Die geringe Vergütung wird durch die fehlende Planungssicherheit verschlimmert. Viele Freelancer wissen nicht, ob und wann der nächste Auftrag kommt oder wie lange die aktuelle Buchungslage in dem Umfang fortgeführt wird. Diese Unsicherheit macht langfristige Lebensplanung schwierig und kann zu einer enormen psychischen Belastung werden. Zudem sind die sozialen Sicherungssysteme auf diese Arbeitsrealität schlecht eingestellt. Freelancer müssen sich selbst kranken- und rentenversichern, haben keinen Anspruch auf Arbeitslosengeld und müssen für berufliche Auszeiten und Weiterbildung selbst aufkommen. Dies führt zu einer systematischen Benachteiligung gegenüber fest angestellten Mitarbeitenden im Museumsbereich.
Nachhaltiger Umgang mit Mitarbeitenden
Das aktuelle Freelancer-System im Kulturbereich funktioniert auch deshalb, weil zu viele Fachkräfte noch immer bereit sind, unter prekären Bedingungen zu arbeiten, ob aus Leidenschaft für die Sache oder aus Mangel an Alternativen. Diese Bereitschaft wird von vielen Museen systematisch ausgenutzt, ob unfreiwillig oder aus Überzeugung. Obwohl immer mehr Museen sich der Einhaltung von Nachhaltigkeitsstandards verschreiben, haben sie die Beschäftigungssituation ihrer externen, teils aber auch ihrer internen Mitarbeitenden dabei nicht immer im Blick. Dabei muss nachhaltige Museumsarbeit auch auf fairen Arbeitsbedingungen basieren.
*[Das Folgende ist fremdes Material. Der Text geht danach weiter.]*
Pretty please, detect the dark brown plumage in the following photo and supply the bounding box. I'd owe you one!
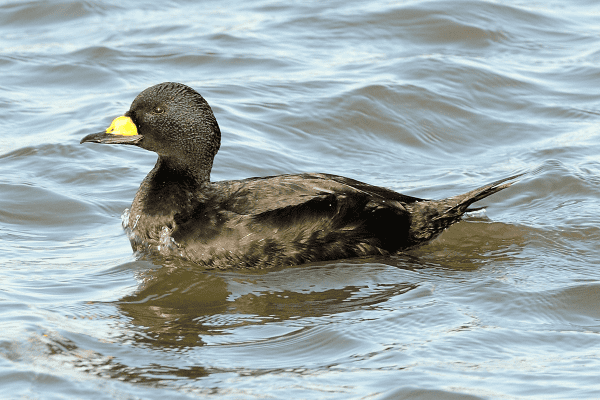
[81,82,518,269]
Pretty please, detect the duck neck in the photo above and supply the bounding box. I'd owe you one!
[154,156,212,189]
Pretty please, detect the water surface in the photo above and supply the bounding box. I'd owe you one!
[0,0,600,399]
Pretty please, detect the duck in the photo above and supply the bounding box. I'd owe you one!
[80,82,520,270]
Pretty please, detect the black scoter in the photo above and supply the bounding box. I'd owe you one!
[81,82,518,269]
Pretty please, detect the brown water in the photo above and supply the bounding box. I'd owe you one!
[0,0,600,399]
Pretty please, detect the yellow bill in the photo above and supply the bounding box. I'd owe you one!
[106,116,137,136]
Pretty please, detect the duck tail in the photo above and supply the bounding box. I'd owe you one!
[408,174,523,245]
[434,174,523,220]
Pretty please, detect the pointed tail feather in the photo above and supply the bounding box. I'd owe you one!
[434,173,523,220]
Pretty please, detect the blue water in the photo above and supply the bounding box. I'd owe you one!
[0,0,600,399]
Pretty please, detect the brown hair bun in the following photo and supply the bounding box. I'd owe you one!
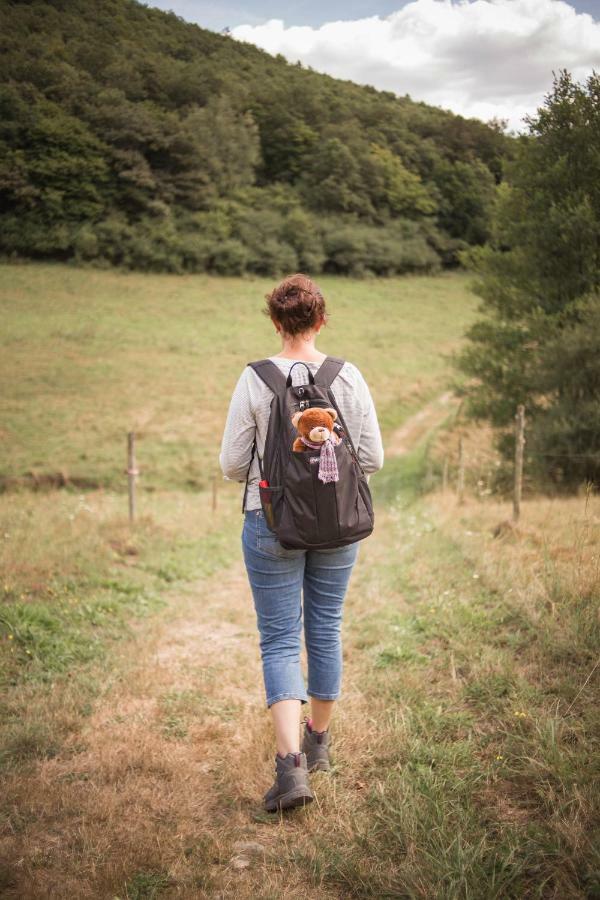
[263,272,329,336]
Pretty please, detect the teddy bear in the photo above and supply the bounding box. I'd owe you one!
[292,406,338,451]
[292,406,341,483]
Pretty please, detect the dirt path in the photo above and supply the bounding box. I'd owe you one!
[385,391,458,456]
[0,404,442,900]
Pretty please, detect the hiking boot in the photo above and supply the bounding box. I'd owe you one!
[302,718,331,772]
[264,751,314,812]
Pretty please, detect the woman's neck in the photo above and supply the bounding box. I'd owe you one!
[275,343,327,362]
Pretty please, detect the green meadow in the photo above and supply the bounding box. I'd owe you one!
[0,265,475,490]
[0,265,600,900]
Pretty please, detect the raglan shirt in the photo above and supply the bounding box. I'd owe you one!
[219,356,384,510]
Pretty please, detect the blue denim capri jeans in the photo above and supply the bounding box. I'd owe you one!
[242,509,360,707]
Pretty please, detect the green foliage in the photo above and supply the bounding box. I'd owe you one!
[0,0,510,275]
[458,71,600,482]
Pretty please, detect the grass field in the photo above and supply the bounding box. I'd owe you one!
[0,266,600,900]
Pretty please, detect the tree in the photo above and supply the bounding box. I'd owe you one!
[457,70,600,482]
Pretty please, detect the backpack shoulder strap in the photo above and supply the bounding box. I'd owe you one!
[248,359,286,394]
[315,356,346,387]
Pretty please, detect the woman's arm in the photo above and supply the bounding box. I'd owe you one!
[219,367,256,481]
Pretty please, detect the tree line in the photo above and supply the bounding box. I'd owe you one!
[0,0,514,276]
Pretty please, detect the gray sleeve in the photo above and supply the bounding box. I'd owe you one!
[219,368,256,481]
[356,370,384,475]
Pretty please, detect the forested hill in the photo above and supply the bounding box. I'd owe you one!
[0,0,511,275]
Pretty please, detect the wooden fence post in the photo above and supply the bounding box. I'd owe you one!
[127,431,139,522]
[457,437,465,504]
[212,475,218,512]
[513,403,525,522]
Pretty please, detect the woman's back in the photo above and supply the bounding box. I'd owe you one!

Der erste Schritt muss eine angemessene Entlohnung sein. Museen sollten Honorarsätze kalkulieren, die alle Aspekte selbstständiger Arbeit berücksichtigen: neben der direkten Arbeitszeit sind das auch die Vor- und Nachbereitungszeit, organisatorische Zusatzkosten wie Fahrtkosten und ggf. Ausstattung und soziale Absicherung. Darüber hinaus sollte auch die Planbarkeit der Zusammenarbeit verbessert werden, indem mit Freelancern zum Beispiel langfristige Rahmenverträge geschlossen werden oder indem regelmäßige Kooperationen vereinbart werden. Auch die frühzeitige und transparente Kommunikation über geplante Projekte hilft Freelancern bei der eigenen Planung.
Daneben geht es auch um die Schaffung eines professionellen Arbeitsumfelds: Freelancer sollten wertschätzend als gleichberechtigte Teammitglieder behandelt werden. Dazu gehört die Bereitstellung von Arbeitsorten für Recherchen oder Vorbereitungen, der Zugang zu Ressourcen wie WLAN und die Einbindung in relevante Entscheidungsprozesse. Auch Weiterbildungsmöglichkeiten sollten Freelancern offen stehen. Hilfreich wäre es zudem, wenn Museen Aufgaben aus zentralen Kernbereichen von Mitarbeitenden in Festanstellung abdecken lassen, da bestimmte Haftungsrisiken nicht bei Freelancer liegen sollten.
Grundsätzlich sollten Museen und andere Kulturinstitutionen ihre gesellschaftliche Verantwortung als nachhaltige Arbeitgeber ernst nehmen und faire Arbeitsbedingungen als Teil ihres Auftrags verstehen. Das gilt nicht nur für fest Angestellte, die in einigen Institutionen selbst in prekären Beschäftigungsverhältnissen arbeiten müssen, sondern auch für freie Mitarbeitende, die bei der Forderung nach gerechter Entlohnung und einem zumutbaren Arbeitspensum oft vergessen werden.
Was sollten Freelancer im Museum verdienen?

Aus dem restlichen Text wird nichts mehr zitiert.